Bogleblog interview on retirement plans

Wow!  Mr. Bogle appears very knowledgeable about mutual funds.  He ought to be, being the founder of Vanguard.  But I have a very hard time believing the following:

Quote:
...  If you invest $1,000 at the beginning of that time and earn 8 percent, that $1,000 will grow in that 65-year period to around $140,000.

Now, the financial system -- the mutual fund system in this case -- will take about two and a half percentage points out of that return, so you will have a gross return of 8 percent, a net return of 5.5 percent, and your $1,000 will grow to approximately $30,000. One hundred ten thousand dollars goes to the financial system and $30,000 to you, the investor...
EndQuote

Is it true?  It's so hard to swallow that.
 
it is true that under the assumptions specified that the investor will gain approx $30k rather than $140k, but as you suggest, it is not strickly true to conclude that the "financial system" gets the difference.  It is true that the "financial system" has cost the investor about $110,000 ... but that's an opportunity cost compared to a "cost/expense free" investment returning the full 8%.

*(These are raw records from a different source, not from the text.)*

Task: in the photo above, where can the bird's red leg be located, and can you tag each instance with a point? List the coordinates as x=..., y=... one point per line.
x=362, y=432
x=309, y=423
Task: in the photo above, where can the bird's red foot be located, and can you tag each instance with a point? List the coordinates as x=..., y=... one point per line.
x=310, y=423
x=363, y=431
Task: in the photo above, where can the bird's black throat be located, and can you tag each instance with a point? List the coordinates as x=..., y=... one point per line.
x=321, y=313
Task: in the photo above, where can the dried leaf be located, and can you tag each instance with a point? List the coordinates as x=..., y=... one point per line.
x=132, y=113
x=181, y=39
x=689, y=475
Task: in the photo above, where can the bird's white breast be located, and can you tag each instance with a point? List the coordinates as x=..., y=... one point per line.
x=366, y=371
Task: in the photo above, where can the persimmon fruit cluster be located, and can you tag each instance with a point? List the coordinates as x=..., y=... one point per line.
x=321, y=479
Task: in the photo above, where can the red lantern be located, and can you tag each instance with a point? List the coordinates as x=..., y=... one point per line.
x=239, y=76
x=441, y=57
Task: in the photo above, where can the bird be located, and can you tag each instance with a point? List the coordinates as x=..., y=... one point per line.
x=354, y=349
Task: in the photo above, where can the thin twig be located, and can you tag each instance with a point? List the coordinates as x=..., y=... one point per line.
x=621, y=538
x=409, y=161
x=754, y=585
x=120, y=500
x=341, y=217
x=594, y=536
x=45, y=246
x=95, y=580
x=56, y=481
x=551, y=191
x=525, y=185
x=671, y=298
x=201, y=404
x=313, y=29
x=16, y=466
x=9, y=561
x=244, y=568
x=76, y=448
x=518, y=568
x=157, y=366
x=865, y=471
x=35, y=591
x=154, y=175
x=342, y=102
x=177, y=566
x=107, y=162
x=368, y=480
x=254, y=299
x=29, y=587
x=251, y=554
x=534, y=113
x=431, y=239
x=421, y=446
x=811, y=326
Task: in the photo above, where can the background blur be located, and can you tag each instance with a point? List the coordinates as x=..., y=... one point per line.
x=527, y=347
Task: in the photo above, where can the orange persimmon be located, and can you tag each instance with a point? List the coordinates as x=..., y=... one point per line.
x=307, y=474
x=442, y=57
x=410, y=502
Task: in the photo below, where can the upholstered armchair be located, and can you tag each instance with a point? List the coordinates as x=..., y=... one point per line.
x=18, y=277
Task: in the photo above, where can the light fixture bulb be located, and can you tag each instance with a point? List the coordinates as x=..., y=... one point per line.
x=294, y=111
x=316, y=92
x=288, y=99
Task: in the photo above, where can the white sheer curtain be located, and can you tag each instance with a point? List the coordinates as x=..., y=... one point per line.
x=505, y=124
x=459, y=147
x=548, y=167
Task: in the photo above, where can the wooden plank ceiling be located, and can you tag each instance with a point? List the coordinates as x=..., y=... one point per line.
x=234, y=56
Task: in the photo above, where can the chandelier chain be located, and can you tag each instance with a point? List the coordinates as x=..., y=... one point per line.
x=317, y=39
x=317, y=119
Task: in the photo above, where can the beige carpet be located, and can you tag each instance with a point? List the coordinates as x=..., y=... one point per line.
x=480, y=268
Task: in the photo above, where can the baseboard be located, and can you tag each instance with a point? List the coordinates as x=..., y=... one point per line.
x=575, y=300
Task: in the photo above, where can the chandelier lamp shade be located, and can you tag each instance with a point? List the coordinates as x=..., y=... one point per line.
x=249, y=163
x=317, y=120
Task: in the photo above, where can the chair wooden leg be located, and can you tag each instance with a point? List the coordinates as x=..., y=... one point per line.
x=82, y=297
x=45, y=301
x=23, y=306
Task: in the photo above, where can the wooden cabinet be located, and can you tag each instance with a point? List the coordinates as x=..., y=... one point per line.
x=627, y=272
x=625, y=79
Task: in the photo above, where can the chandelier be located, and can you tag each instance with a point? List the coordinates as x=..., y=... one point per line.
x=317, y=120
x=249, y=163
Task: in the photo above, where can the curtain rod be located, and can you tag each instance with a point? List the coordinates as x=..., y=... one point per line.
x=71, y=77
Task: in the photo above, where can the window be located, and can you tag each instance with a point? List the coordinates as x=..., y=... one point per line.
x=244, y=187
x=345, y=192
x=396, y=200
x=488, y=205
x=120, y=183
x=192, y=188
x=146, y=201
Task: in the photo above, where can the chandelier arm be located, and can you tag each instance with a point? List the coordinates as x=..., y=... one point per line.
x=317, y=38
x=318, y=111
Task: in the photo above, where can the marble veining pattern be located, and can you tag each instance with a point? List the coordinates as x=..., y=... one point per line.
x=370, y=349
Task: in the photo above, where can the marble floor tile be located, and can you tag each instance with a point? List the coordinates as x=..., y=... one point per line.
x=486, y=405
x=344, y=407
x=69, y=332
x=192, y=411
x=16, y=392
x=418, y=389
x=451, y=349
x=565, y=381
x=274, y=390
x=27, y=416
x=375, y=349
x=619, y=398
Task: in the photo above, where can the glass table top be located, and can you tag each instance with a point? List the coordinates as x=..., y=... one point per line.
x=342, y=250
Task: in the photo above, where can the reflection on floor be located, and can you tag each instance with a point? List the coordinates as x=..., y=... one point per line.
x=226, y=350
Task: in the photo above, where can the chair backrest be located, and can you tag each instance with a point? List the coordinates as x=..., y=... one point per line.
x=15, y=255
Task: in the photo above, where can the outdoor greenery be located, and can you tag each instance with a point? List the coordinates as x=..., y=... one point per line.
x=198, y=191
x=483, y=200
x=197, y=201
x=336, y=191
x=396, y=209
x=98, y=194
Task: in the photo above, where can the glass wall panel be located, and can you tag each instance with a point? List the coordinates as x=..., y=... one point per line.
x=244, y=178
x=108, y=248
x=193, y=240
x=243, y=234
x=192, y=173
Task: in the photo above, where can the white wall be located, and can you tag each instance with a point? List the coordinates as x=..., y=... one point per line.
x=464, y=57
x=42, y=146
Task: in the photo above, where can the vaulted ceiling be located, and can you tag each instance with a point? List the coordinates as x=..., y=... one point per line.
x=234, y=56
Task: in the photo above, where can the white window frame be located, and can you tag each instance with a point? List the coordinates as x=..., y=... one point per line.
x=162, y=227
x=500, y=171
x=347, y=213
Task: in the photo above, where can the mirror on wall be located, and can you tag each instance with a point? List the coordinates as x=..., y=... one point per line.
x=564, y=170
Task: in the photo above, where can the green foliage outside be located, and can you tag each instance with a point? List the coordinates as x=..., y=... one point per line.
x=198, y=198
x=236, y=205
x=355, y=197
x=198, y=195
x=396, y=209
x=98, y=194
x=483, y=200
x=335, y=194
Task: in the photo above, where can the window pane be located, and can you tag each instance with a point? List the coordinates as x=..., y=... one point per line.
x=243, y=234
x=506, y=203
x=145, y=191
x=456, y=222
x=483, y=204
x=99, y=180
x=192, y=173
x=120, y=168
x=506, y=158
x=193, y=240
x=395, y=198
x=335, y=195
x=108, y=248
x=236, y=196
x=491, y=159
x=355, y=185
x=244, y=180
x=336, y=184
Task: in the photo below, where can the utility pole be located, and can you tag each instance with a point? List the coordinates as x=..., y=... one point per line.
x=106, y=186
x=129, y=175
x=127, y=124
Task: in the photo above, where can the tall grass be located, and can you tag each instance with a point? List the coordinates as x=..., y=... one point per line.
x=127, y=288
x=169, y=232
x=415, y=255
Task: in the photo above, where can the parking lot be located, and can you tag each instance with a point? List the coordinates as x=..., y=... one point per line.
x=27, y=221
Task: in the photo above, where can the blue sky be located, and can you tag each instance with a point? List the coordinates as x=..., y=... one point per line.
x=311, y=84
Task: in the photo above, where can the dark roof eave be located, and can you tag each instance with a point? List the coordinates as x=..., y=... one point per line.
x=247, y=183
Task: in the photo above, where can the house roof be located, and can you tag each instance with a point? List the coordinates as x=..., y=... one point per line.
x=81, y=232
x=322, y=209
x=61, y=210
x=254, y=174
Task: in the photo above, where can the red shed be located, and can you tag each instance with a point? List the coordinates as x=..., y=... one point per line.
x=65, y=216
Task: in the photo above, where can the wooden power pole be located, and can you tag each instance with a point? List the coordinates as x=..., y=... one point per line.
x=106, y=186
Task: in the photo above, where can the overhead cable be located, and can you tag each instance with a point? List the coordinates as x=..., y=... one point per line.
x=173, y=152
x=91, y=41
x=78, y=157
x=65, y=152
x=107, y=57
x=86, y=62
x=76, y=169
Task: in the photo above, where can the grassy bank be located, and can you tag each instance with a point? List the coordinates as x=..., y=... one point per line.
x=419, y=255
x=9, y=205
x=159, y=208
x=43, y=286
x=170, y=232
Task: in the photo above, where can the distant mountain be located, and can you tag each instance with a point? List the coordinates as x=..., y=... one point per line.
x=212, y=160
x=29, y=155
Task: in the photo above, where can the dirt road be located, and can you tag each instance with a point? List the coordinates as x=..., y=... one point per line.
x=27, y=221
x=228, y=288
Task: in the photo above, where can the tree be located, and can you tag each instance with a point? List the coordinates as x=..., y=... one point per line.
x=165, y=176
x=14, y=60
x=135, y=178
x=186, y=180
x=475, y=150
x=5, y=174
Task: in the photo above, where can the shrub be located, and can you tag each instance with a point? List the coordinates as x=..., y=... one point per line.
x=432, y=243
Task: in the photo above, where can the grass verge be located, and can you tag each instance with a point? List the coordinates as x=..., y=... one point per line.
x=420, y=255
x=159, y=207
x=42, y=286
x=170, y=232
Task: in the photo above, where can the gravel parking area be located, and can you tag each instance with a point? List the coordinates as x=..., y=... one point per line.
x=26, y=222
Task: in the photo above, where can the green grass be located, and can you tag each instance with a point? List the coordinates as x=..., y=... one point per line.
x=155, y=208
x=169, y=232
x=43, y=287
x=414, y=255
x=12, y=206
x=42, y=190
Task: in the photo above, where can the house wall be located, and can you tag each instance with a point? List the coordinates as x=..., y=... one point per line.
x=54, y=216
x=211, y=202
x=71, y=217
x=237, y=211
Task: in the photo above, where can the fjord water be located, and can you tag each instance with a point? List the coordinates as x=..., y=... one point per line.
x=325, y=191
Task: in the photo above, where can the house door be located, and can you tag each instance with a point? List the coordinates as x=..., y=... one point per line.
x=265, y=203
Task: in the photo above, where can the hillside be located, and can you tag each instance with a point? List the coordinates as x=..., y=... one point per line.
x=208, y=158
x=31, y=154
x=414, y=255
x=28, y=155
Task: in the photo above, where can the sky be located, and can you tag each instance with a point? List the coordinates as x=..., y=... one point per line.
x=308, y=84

Consider as well, that if the investor is getting 5.5%, returning a total $30k, then the remaining 2.5% can't deliver a total $110k.
 
Yes, it is true... I just did the calculations and the difference between an 8% return and a 5.5% return is $110,000 to $115,000...

D... I think the point he is trying to make is that the 'financial industry' is taking the money. It is not an opportunity cost as that would indicate nobody got the money. He is saying the brokerage house, the transfer agents, the ad agencies, the mutual fund advisors etc. etc. are all taking a piece as they have to be paid for their work.... and that this work cost about 2.5% a year. If we got rid of most of this unnecessary stuff, you would be much closer the the market 8% and the $140,000.

Even if we reduced the total cost to only 50bp, the total difference is about $38,000.
 
Texas:

but note again: if the investor is getting 5.5%, returning a total $30k, then the remaining 2.5% can't deliver a total $110k.

Indeed, if the "financial industry" is earning 2.5% on the growing investment, that totals, after 65 years, to about $14k ... a far cry from $110k.  We'd get to that $110k only if the 2.5% is accumulated and reinvested at 8%. Doing so would suggest that the "financial industry" gets its share, but incurred no expense in doing so.

my point is simply that conclusion is an overstatement as to how much the "financial industry" is getting ... no argument as to how much the investor has missed.